Jianyong Tang,1 Ana Jofre,2 Rani B. Kishore,2 Geoffrey M. Lowman,1 Mark E. Greene,1 Joseph E. Reiner,3 Kristian Helmerson,2 Lori S. Goldner1

  1.Optical Technology Division,.2Atomic Physics Division, Physics Laboratory, 3.Semiconductor Electronics Division, Electronics and Electrical Engineering Laboratory, National Institute of Standards and Technology




Single molecule biophysical and biochemical studies require techniques for isolating and immobilizing single molecules or molecular complexes without significantly perturbing the behavior of the system.  We are developing a device (the “atto-miser”) to inject highly monodisperse attoliter droplets on-demand directly into a hydrophobic matrix.

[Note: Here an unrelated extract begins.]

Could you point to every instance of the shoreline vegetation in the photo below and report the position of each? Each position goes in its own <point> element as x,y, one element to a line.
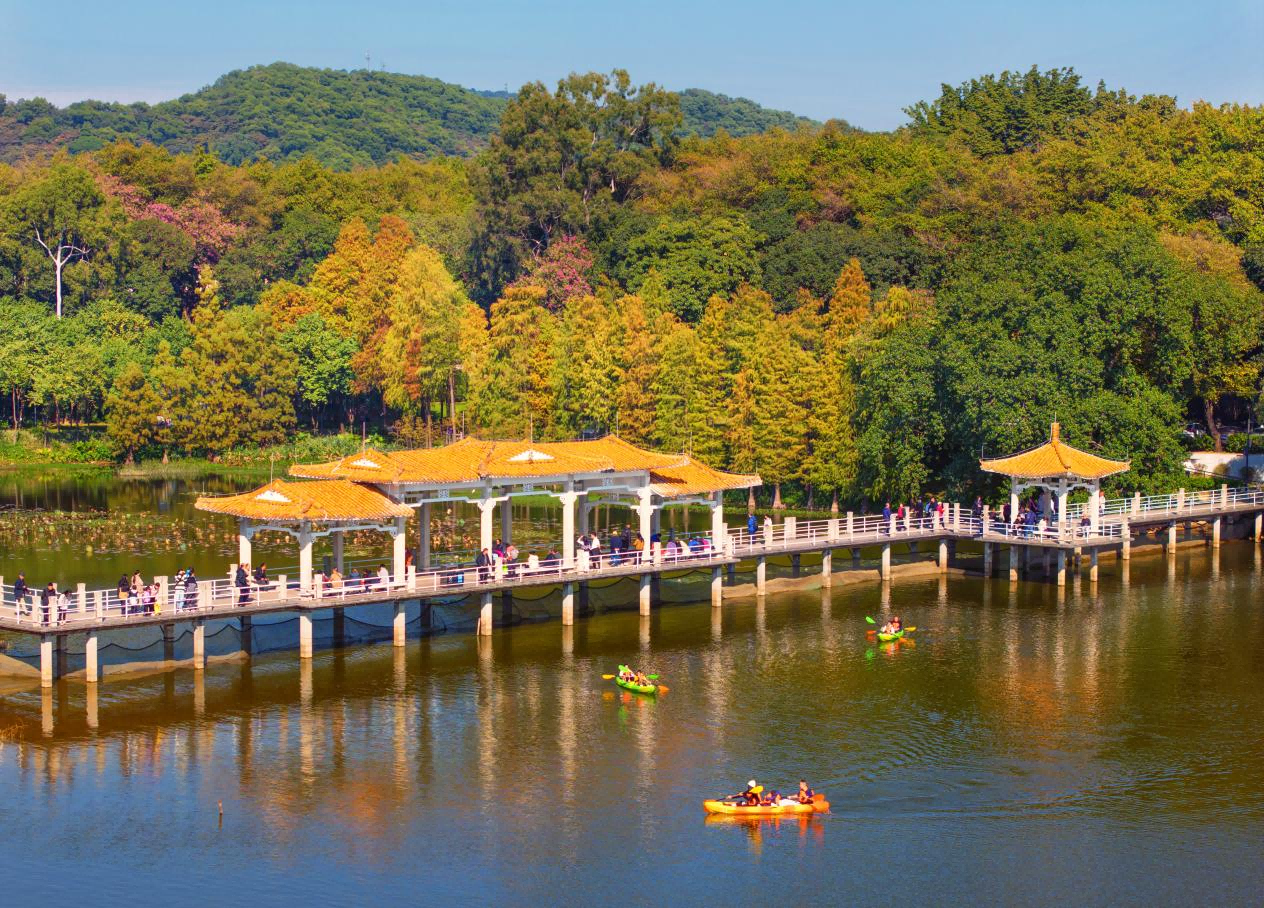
<point>857,318</point>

A piezoelectic tube is used to inertially launch the droplets into a low index-of-refraction fluorocarbon matrix from the orifice of a pulled micropipette which is hydrophobically coated.  We have also developed a novel stoichiometric method to accurately measure the droplet size without the limitation of optical diffraction.  Combined with optical tweezers and/or a fluidic system for manipulation of the “hydrosomes” (optically trappable water droplets), we can introduce and mix different reagents from different injectors. This will enable the study of single transiently interacting complexes over many interaction times, and provide a method for observing the initial events upon the binding of biological macromolecules.